I just checked 2 of the biggest download sites and everything they have ever done is there.. Of course i am not recommending that you do this.. just checking that it does exist in digital...

And that's precisely the problem. If you put up hurdles to legal distribution, illegal distribution replaces it.
 
I use my ears... Like most music.

Funny, when I read the thread title I thought he meant like how do you digest it bc its some odd music. Now I really want to listen to Thela and 3 of a perfect pair. Thela is another of those I could've put in the mis-heard lyrics thread.
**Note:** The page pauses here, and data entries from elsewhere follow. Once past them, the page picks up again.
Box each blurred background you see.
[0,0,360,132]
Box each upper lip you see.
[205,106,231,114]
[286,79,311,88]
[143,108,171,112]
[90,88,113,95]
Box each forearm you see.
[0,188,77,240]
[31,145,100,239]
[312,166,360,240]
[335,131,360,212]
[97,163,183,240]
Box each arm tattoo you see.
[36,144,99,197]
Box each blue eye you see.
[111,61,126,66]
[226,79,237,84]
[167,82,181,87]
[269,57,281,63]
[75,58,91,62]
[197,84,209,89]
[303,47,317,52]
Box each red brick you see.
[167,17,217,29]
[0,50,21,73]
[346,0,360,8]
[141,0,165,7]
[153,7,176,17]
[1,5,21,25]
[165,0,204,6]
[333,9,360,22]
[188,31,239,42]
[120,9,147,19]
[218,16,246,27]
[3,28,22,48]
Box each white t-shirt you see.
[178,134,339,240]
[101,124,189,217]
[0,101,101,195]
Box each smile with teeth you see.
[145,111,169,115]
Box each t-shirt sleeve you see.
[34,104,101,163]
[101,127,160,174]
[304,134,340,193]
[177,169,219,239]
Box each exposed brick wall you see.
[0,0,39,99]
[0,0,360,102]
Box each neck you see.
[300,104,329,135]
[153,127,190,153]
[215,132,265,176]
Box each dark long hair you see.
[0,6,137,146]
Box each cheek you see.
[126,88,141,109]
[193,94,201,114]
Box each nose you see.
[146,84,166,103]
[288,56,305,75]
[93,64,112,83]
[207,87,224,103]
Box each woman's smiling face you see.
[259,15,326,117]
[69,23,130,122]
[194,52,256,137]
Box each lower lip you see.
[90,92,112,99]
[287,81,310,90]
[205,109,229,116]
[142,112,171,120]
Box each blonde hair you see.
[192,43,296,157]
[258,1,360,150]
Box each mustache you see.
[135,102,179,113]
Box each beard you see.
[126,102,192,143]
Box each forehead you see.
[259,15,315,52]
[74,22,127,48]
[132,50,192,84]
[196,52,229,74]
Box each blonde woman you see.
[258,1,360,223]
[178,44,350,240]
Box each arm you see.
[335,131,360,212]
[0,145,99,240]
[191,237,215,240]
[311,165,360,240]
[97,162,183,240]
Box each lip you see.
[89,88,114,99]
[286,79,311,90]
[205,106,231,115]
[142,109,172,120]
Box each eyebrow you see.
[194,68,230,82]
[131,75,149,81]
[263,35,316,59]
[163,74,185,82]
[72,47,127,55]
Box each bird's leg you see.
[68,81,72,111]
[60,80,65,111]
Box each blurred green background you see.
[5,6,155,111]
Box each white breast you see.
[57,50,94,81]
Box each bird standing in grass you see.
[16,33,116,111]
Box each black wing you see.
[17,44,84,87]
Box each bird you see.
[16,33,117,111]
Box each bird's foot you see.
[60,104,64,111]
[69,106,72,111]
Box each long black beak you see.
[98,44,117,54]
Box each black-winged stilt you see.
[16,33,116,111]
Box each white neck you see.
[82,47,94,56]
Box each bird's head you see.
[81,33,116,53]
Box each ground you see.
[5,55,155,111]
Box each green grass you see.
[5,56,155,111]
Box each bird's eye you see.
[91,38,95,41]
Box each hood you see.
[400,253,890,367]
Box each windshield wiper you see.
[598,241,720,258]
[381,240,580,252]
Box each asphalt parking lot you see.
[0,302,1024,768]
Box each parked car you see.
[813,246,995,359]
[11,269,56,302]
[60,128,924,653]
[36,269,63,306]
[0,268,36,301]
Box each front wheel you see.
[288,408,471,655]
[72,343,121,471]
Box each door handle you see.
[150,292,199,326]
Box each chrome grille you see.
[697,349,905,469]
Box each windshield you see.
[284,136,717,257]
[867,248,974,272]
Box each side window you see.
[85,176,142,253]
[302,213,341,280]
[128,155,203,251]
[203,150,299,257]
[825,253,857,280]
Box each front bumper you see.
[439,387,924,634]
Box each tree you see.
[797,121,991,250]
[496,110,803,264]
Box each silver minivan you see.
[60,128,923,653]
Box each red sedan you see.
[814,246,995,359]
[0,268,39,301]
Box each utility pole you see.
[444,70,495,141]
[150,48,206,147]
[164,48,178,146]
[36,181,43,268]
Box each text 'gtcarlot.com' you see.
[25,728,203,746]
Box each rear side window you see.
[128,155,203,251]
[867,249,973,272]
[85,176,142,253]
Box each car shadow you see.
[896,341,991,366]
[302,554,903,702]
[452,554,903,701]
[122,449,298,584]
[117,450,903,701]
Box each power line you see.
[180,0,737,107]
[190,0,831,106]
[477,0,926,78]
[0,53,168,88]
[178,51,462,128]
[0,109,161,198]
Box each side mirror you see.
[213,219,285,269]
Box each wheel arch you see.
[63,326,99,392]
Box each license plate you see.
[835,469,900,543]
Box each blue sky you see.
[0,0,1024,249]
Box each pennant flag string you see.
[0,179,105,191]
Too embarrassing to admit what I thought he was saying instead of Thela Hun Ginjeet or whatever it is. Crimsons a lot of fun!
 
Crazy as it sounds we used to actually pay for music---how can the artist be so greedy to expect to get paid for their work?
 
There is the Disciplineglobalmobile.com website, which sells all things King Crimson, you could literally purchase their whole catalog there, they also have downloads so you don't have to wait.
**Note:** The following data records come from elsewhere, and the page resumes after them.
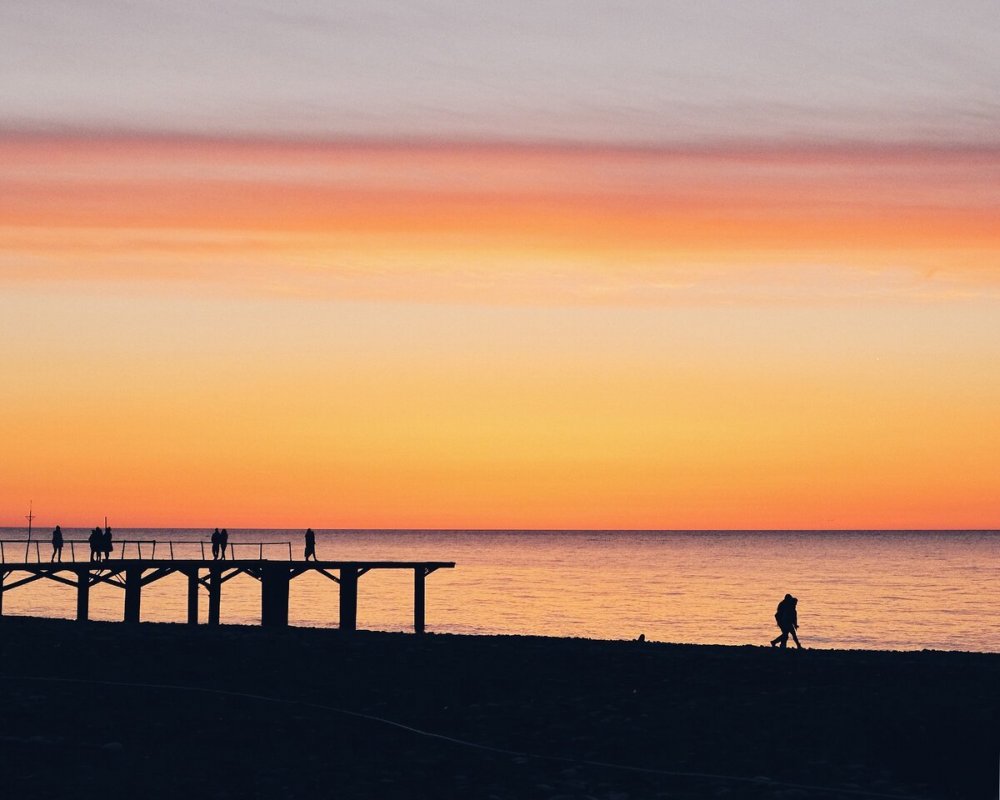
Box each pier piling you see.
[208,564,222,625]
[185,568,198,625]
[76,567,90,622]
[125,566,142,624]
[260,564,291,628]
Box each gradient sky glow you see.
[0,1,1000,528]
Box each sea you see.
[0,528,1000,653]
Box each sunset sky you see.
[0,0,1000,529]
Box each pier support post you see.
[413,567,427,633]
[260,565,291,628]
[76,567,90,622]
[187,567,198,625]
[208,565,222,625]
[340,566,358,633]
[125,567,142,624]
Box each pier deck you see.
[0,558,455,633]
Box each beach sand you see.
[0,617,1000,800]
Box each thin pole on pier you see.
[187,567,198,625]
[208,565,222,625]
[76,567,90,622]
[413,567,427,633]
[24,500,35,563]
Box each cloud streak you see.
[0,137,1000,304]
[0,0,1000,144]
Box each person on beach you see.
[49,525,62,561]
[771,594,802,650]
[87,528,103,561]
[103,528,115,561]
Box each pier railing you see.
[0,539,292,564]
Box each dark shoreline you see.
[0,617,1000,800]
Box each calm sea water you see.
[0,529,1000,652]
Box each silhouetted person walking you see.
[103,528,115,561]
[771,594,802,650]
[87,528,104,561]
[49,525,63,561]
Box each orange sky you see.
[0,136,1000,528]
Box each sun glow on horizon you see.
[0,137,1000,529]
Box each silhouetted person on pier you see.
[98,528,115,561]
[87,528,104,561]
[49,525,62,561]
[771,594,802,650]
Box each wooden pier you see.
[0,542,455,633]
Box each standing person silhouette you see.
[49,525,63,561]
[771,594,802,650]
[98,528,115,561]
I've been a fan since the 80s, so every time something new comes out, I just purchase the CD because I like having the whole package with the artwork - it's a holdover from my childhood when I'd read through liner notes while listening. I still do that.

Ebay also has a number of sellers selling used CD's too. I've completed collections by looking there.
 
I bought a couple of King Crimson CDs on Amazon a few years ago for lack of any other way to find their music digitally. CD players are getting more scarce. My new laptop doesn't have a built-in CD drive and some cars no longer offer them as an option.

A few years ago, I wanted to buy the track Wouldn't It Be Good by Nik Kershaw. I searched everywhere, but I couldn't even find the CD from any US sites. You could only get the re-recorded version. iTunes only offered it to residents of the UK and it was nowhere to be found on streaming sites. I had money burning a hole in my pocket but it was anything but easy for me to spend it. I finally bought a used CD, which ironically deprived the artist of any profit at all.
 
MP3's are killing the CD ,the trouble is that MP3 just isn't the same qualty as a CD and the higher fidelity (FLAC) format's are pretty hard to find.

So now the LP is making a comeback because of the low qualty CD remasters and crummy fidelity of the MP3.

The point of digital in the first place was a higher qualty alternative to the LP and what do we get,garbage.